Мы слушаем ту же музыку, ходим на те же дискотеки, а уж по поводу того, как долбаться, мы каждого можем научить. Я посмотрел на неутомимого Шона Райдера из Happy Mondays, у которого сейчас Black Grape… Вообще для меня в концепции этой идеи было… Если не считать моих друзей, если не считать Сакмарова, получается, что в этой стране не было никого, кто бы меня толкал. В какой-то момент у меня появилась последовательность откровений, что нужно что-то делать совсем по-другому. Эта последовательность складывалась следующим образом: Шон Райдер — Underworld в лице обоих пидарасов — Бил Нельсон, как ни странно. Бил Нельсон показал мне пример карьеры, может, не очень удачной в каких-то отношениях, но это пример человека, который мастер, мессир. Который умеет работать с материалом. Вот эти три человека для меня были самыми важными из внешних людей.
…К сожалению, кроме друзей, мне в этой стране никто не дал ничего. Ни у кого не было возможности ничему научиться. Потому что все очень успешно идут к своим похоронам. И к своему некрологу. И как-то это все очень скучно. То есть это момент такой, неизбежный для каждого. Но его надо пережить как-то на лету, даже не заметив. Ну, хуячил ты музыку для людей, а потом для ангелов начал хуячить. Даже не заметив, что в руках лежала та же самая гитара. Я думаю, что вот так, наверное, Фрэнк Заппа перешел в мир иной, так и не поняв, чем его 49-й альбом, записанный на небесах, отличается от 48-го, записанного по эту сторону бытия.
А. К.: Вернемся к вашим экспериментам. С идеологией все понятно. А как технологически это все создавалось? И как в итоге та стадия, которую мы сейчас слышим, материализовалась в жизнь?
О. С.: Что касается технологии, то есть подключения проводов и набора программы, управления всей аппаратурой, это скорее вопрос к Кормильцеву. Я в этом смысле лишь скромный подмастерье. А что касается того, как все это рождалось… Не совсем так, как Илья излагал, — у меня другой путь к этому был. В последние годы я просто лопался и взрывался изнутри. От переизбытка идей и совершенно очевидных вещей… Которые я знал, как надо делать, но не мог сделать там, где я занимался музыкой. И те ориентиры музыкальные и этические, которые я видел вокруг: Трики, Бэк, которые в какой-то момент меня смели просто… И я понял, что они отражают мое мироощущение. И я загрустил совсем сильно, что у меня нет никаких шансов в этом культурном пласте что-нибудь сделать. И я начинал уже перегорать. Внутри кипит, когда ты знаешь, что делать, а тебе не дают. Все как будто бы знают, что делать, но ничего не понимают…

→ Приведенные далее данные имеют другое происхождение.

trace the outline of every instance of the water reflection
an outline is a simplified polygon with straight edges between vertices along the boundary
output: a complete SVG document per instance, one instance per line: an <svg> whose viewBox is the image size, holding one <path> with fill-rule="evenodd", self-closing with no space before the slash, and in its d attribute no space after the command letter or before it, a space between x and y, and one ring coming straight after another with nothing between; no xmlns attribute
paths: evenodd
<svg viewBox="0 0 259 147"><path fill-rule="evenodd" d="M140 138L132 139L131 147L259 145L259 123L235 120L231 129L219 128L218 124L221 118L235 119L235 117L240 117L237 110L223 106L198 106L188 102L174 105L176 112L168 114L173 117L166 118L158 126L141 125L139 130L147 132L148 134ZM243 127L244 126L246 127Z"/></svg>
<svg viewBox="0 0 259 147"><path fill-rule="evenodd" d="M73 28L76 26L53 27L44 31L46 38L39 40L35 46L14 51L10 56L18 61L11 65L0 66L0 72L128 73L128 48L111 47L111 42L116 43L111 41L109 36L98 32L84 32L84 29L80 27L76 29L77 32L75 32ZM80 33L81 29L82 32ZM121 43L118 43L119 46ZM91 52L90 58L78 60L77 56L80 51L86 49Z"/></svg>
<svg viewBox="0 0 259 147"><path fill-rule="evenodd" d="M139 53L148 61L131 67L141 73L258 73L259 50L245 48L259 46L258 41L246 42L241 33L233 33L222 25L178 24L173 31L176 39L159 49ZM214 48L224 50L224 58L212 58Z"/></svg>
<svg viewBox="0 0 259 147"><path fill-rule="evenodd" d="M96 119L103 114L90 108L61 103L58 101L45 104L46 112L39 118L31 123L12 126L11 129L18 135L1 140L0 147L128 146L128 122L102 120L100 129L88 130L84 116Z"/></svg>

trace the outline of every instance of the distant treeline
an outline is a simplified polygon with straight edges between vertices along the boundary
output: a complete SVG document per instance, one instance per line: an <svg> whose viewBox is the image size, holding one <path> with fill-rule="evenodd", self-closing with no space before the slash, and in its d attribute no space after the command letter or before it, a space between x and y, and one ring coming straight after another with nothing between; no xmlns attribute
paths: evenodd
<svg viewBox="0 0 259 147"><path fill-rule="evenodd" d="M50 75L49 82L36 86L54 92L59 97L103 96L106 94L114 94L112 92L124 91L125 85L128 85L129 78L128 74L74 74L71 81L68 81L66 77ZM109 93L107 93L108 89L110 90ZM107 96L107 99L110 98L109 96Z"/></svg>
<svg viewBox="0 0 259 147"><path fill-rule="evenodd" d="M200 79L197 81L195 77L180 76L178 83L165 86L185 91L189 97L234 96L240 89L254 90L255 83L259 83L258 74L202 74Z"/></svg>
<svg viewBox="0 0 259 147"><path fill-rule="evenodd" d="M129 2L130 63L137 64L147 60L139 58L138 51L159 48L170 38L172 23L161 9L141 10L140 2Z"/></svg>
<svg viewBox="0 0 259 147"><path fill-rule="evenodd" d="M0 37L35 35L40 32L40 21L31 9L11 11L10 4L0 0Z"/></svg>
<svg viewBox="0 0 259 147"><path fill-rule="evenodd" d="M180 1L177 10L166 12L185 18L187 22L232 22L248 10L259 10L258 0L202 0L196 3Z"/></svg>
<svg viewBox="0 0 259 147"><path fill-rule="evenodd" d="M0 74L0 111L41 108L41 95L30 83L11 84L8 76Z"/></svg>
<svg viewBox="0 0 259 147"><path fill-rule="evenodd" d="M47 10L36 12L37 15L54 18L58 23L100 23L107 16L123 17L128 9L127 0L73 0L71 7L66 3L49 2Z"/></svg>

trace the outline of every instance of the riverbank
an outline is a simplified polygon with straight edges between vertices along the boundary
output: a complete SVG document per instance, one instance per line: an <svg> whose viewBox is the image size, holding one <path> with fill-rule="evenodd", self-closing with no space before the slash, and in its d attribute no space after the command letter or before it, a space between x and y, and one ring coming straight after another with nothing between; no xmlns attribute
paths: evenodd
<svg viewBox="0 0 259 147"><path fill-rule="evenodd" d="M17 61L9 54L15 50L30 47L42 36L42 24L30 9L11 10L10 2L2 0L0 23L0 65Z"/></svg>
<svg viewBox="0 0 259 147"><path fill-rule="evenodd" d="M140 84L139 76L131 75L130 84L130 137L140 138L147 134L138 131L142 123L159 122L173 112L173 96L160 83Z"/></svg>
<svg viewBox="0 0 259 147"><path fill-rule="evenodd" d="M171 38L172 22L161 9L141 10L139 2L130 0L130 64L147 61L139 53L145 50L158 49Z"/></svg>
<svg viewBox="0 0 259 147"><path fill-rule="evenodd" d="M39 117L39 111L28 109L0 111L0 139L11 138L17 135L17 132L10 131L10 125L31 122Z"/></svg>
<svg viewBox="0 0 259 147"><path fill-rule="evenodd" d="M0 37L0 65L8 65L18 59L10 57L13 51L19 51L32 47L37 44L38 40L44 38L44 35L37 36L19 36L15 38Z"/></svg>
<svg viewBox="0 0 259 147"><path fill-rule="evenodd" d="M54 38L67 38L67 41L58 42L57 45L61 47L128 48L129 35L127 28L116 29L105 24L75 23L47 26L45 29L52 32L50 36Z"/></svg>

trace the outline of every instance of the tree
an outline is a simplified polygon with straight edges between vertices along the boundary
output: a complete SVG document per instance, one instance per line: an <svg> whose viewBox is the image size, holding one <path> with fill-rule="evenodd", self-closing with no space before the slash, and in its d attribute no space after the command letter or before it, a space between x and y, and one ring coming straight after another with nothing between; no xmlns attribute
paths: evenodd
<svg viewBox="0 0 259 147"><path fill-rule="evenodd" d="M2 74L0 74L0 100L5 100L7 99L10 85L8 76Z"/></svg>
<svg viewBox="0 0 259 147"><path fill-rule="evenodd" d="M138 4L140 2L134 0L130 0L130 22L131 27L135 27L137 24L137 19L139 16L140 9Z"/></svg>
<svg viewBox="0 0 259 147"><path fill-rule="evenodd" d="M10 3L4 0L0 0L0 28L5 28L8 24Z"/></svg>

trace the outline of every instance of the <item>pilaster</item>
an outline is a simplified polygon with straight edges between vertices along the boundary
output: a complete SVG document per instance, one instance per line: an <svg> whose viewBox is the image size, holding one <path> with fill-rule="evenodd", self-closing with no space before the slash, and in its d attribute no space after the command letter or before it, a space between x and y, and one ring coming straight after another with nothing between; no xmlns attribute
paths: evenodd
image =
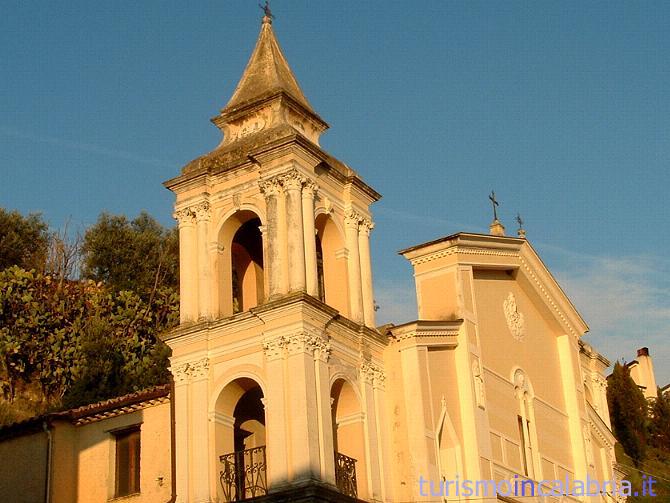
<svg viewBox="0 0 670 503"><path fill-rule="evenodd" d="M179 319L186 323L198 318L195 212L183 208L175 211L173 217L179 226Z"/></svg>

И тут вдруг повезло, что мы с Кормильцевым, вроде перестав работать вместе в “Наутилусе”, уже несколько лет корешились по поводу общих психоделических впечатлений, жизненной философии… И этот период длиной в два-три года, он вдруг вызрел в идею, что мы можем работать вместе… И я, по крайней мере, могу все свои идеи неограниченно реализовать… Самые безумные. И на меня никто не будет показывать пальцем и говорить: “Ты что? Ты что придумал? Ты же песню убиваешь этим!” Гораздо проще, когда песня твоя. Хочешь — убиваешь, хочешь — не убиваешь. Вот ты слышал, убили ли мы свои песни? Нет, не убили. Они сами кого хочешь убьют, я думаю. Или оживят. И то, что мы сейчас делаем, это сегодня близко к пониманию творческой свободы. Свободы вылепливания в звуке своей картины мира — с одной стороны, и с другой стороны — такого ремесленного смирения. Когда полная свобода формализуется очень сложной технологией изготовления продукта.